Step by Step implementing TDE encryption in 21c

In today’s digital world, data security is paramount. Organizations handle vast amounts of sensitive information, including financial records, personal data, and proprietary business data. To protect this valuable information from unauthorized access and data breaches, encryption has become a crucial aspect of data security.

Oracle, a leading provider of enterprise-grade database management systems, offers robust encryption solutions to safeguard data at rest and during transmission. Oracle encryption provides a powerful means to protect sensitive data from unauthorized access, ensuring data privacy and compliance with regulatory requirements.

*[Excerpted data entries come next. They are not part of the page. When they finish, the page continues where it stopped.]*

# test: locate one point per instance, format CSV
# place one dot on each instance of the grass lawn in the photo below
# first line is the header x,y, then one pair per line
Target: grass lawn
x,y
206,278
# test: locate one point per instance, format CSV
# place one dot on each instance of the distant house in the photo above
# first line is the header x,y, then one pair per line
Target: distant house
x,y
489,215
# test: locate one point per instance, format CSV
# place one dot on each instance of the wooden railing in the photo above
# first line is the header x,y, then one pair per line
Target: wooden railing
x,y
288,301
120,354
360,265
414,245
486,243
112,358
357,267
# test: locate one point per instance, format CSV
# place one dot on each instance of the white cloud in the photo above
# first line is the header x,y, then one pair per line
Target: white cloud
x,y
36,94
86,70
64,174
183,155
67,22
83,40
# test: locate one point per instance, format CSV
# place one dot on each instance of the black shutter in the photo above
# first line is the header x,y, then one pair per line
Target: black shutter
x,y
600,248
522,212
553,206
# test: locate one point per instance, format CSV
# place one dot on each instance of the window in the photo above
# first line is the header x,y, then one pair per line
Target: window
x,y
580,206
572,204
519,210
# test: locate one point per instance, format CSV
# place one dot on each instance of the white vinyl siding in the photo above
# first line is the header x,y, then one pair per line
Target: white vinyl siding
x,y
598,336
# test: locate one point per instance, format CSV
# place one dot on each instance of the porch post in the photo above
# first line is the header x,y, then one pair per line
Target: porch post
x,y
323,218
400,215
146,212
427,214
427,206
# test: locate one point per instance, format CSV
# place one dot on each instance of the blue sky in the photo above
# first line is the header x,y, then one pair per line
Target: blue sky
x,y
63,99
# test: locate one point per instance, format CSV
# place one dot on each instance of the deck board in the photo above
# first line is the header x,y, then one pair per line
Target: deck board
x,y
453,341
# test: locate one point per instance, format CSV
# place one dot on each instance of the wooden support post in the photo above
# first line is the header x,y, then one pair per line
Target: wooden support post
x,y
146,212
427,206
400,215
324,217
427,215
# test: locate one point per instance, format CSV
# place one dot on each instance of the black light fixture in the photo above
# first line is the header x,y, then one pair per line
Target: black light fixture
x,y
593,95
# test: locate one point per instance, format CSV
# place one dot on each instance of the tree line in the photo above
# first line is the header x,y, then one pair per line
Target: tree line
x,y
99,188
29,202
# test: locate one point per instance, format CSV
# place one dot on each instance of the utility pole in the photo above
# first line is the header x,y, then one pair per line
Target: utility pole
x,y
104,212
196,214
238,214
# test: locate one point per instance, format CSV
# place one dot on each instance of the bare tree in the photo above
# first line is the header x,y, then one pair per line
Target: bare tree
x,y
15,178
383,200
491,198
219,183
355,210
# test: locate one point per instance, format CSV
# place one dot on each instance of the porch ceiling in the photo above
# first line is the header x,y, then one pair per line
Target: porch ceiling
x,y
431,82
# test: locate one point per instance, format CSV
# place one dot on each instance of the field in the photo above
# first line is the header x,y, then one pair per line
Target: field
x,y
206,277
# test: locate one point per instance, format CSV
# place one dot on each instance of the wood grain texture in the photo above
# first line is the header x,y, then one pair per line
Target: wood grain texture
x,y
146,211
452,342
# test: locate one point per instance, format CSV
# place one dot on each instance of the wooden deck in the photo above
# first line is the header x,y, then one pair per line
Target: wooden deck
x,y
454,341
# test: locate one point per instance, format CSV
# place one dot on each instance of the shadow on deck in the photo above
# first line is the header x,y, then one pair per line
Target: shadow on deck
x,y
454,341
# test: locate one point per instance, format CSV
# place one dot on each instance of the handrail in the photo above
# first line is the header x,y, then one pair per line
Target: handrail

Types of Oracle Encryption:

1. Transparent Data Encryption (TDE): Transparent Data Encryption is a widely used encryption feature that encrypts data at rest in the Oracle Database. It operates at the storage layer, encrypting the data as it is written to disk and decrypting it when read back into memory. TDE helps protect data from unauthorized access, even if the underlying storage media or backups are compromised.
2. Secure Sockets Layer (SSL) and Transport Layer Security (TLS): Oracle provides SSL/TLS encryption for secure network communication between clients and the Oracle Database. SSL/TLS ensures that data transmitted over the network is encrypted and protected from eavesdropping and interception, reducing the risk of data exposure during data transmission.
3. Data Redaction: Data Redaction is a feature that allows sensitive data to be masked or redacted in query results. This dynamic data masking ensures that sensitive information is not visible to users without proper authorization, helping organizations comply with privacy regulations and internal security policies.
4. Oracle Advanced Security (OAS): Oracle Advanced Security is an optional licensed package that extends encryption capabilities with additional features like native network encryption, database links encryption, and secure password authentication. OAS enhances the overall security posture of the Oracle Database.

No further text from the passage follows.